Иллюстрация Ани Мухиной
Иллюстрация Ани Мухиной

Поздней осенью 1942 года все холода Европы вздумали покуражиться в этих кварталах — от Сенной, через Еврейское кладбище и дальше — до Окопной. Сколько ему тогда было? Семь? Восемь?

В тот день с самого утра шёл снег, наметая сугробы на улицах Варшавы. Твёрдый, как железная стружка, он рассекал руки, лицо и даже тело сквозь тонкую одежду. Всё изменилось с тем снегом: и они, и гетто, и сам город. Ещё летом было невозможно и шагу ступить: между каменных домов бурлил поток суетливых, кричащих, говорливых, местных, приезжих, торопливых — а кто-то сидел посреди мостовых, — людей и не мог найти выхода.

С лета улица за улицей, семья за семьёй, человек за человеком уносились конвойными вагонами на восток к лучшей, как им говорили, жизни. Непривычная будничная тишина, как повязка со звездой Давида на рукавах у тех, до кого ещё не дошла очередь, стала особым знаком — знаком ожидания.

Время пришло — или закончилось. Со вчерашнего утра на стенах домов висели серые бумажки. Красивые печатные буквы на польском и идише приказывали семьям из нижеперечисленных улиц готовиться к отъезду. Брать можно только необходимые вещи — всем остальным обеспечат в месте переселения. Никто не знал, куда они едут — только догадывались. Отец говорил, что их отвезут километров за восемьдесят от Варшавы, в Треблинку. Там, уверяли немецкие власти, есть все условия для временного размещения и проживания еврейских семей.

— Может, это и к лучшему? — говорил отец, заламывая руки.

Голод и эпидемии унесли так много жизней в гетто, что казалось, хуже быть не может. В потёртые чемоданы уложили одежду и кружки, на дно — завёрнутые мамой в дырявое полотенце ложки, будто она и не собиралась их больше доставать. Продуктовые карточки и документы отец спрятал во внутренний карман старого пиджака. Позавтракали варёной картошкой с половинкой квашеного, покрытого белой вонючей слизью, огурца. Сидели молча. Из-за пурги сложно было определить, день сейчас или вечер. Адину, а ей было года четыре, замотали поверх одежды тремя толстыми платками, как куклу. Она испуганно наблюдала за отцом, ходившим взад-вперёд по комнате.

— Давид, ты всё взял? — зачем-то переспрашивал отец.

Можно подумать, вещей у Давида было так много, что они не вмещались в карманы.
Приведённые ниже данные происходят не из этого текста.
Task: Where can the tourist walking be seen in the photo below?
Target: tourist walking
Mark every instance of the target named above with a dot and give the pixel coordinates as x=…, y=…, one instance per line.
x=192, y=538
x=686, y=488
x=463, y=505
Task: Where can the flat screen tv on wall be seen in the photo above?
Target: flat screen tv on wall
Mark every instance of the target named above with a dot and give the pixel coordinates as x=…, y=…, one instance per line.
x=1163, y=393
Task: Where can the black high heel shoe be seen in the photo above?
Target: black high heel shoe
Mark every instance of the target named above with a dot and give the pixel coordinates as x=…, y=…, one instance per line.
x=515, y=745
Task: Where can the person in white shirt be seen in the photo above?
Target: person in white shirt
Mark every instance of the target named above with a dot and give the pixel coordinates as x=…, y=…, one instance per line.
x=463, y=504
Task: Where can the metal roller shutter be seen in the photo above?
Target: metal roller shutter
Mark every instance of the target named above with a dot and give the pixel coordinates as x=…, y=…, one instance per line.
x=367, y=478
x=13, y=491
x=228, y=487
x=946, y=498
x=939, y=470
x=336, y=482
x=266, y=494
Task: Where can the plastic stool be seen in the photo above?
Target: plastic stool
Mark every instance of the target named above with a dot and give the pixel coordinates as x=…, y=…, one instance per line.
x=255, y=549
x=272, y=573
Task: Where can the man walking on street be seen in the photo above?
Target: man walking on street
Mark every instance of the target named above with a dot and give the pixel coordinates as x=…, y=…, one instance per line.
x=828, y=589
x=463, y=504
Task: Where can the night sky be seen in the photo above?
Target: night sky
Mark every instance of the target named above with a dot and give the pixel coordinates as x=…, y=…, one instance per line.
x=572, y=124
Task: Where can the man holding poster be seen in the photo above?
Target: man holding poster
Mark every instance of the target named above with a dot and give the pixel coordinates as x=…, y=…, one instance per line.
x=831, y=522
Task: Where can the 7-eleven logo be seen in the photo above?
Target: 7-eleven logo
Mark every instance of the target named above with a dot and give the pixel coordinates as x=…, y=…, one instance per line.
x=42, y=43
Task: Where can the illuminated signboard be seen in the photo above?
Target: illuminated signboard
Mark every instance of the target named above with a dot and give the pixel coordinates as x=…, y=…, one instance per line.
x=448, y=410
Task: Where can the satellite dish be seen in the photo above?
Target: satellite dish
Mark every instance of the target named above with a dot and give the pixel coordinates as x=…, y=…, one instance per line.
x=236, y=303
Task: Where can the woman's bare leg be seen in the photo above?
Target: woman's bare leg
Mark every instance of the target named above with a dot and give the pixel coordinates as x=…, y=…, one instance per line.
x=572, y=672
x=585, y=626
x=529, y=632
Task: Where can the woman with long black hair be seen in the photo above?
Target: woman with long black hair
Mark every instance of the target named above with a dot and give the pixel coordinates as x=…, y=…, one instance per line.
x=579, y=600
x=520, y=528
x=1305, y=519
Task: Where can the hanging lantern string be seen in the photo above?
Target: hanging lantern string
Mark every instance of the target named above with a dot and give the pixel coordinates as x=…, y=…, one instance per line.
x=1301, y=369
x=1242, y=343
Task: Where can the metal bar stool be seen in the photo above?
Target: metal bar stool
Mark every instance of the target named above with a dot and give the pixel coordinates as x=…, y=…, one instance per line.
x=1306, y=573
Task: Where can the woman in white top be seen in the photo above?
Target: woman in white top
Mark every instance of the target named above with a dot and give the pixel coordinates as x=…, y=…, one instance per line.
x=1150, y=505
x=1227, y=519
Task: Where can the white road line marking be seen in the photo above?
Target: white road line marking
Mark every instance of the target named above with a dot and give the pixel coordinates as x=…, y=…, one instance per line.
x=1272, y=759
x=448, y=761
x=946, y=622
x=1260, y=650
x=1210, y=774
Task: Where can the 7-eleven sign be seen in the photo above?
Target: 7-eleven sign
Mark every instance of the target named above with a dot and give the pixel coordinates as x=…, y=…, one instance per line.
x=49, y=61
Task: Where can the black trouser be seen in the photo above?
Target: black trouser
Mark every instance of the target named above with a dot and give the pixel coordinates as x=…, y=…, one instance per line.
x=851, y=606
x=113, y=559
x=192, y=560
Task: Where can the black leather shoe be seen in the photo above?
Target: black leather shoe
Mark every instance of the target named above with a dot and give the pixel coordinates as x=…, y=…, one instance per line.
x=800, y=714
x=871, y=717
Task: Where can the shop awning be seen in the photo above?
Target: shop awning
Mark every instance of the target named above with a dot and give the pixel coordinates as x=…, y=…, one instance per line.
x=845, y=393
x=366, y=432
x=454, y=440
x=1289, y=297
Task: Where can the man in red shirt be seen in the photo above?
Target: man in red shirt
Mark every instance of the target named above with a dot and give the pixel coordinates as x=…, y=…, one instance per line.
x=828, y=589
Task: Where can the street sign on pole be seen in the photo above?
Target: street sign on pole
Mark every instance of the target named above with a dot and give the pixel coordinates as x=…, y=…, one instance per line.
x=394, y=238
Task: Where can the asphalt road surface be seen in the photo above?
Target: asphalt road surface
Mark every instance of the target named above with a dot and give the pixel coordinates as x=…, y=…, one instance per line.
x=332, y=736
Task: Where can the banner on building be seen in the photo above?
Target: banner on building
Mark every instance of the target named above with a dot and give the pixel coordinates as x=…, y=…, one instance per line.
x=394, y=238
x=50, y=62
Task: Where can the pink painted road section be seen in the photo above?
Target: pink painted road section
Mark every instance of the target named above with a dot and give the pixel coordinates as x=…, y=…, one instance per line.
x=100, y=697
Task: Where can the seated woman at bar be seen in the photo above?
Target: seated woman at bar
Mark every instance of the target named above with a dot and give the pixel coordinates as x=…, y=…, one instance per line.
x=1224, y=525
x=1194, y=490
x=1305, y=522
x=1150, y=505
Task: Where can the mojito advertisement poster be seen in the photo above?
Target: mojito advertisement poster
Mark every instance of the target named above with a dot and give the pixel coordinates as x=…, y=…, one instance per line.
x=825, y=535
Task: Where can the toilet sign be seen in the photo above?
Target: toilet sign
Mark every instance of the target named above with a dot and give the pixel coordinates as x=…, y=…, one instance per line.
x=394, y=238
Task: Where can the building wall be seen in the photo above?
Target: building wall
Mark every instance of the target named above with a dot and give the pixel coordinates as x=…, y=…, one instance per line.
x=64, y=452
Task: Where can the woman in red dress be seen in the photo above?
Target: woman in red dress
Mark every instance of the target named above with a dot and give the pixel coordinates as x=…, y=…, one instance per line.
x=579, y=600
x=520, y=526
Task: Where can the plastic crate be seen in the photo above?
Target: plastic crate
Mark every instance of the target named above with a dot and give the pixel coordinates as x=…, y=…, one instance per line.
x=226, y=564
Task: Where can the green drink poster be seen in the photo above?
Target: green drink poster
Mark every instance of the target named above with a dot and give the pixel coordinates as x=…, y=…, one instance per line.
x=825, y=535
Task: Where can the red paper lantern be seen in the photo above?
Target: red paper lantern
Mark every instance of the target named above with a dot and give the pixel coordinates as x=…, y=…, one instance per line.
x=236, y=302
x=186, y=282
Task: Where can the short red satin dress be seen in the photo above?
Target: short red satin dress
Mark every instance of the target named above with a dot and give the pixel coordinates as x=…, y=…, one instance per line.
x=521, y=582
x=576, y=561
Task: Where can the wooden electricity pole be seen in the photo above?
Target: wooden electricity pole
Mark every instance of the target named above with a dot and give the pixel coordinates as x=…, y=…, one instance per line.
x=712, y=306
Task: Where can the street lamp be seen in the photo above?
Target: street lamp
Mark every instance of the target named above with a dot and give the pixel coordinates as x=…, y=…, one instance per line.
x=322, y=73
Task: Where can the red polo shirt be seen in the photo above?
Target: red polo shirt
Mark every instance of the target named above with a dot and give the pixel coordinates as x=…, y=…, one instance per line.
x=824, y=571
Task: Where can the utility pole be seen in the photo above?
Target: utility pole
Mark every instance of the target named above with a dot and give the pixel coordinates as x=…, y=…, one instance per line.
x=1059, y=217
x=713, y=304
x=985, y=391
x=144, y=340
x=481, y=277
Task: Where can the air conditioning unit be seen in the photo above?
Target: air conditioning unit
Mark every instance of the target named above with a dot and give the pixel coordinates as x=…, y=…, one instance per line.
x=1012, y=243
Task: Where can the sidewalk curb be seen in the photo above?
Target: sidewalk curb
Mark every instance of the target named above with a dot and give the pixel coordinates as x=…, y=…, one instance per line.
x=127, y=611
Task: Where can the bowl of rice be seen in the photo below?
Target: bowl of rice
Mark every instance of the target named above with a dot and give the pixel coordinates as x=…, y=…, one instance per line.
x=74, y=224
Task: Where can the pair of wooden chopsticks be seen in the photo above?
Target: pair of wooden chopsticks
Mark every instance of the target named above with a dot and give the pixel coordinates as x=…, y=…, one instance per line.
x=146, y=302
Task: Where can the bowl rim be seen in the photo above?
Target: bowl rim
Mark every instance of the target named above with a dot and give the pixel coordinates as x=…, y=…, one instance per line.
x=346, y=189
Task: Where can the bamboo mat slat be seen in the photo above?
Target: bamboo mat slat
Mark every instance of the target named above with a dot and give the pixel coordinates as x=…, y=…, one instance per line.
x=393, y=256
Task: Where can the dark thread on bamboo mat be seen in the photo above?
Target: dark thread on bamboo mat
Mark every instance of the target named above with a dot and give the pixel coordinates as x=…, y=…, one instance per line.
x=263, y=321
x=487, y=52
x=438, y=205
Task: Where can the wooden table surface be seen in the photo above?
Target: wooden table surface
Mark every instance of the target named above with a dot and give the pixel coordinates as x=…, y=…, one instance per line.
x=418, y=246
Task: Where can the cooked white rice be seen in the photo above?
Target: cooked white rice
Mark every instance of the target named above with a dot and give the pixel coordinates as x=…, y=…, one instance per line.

Конечно, он спрятал в подштанниках всё самое ценное: перочинный ножик да сломанную губную гармошку с резьбой на дутых костяных боках. Она завывала, но даже несмотря на это Давид научился играть первые несколько аккордов любимой маминой «У панны Андзи выходной».

Давиду не хотелось уезжать. Пусть в этой комнатушке с треснувшими стенами всегда было холодно даже под одним с родителями одеялом, пусть они ели до слёз надоевшую картошку, но зато папа и мама были рядом. Жить вместе, худеть вместе — тогда он был уверен, что другой жизни не существует. Ему не с чем было сравнивать.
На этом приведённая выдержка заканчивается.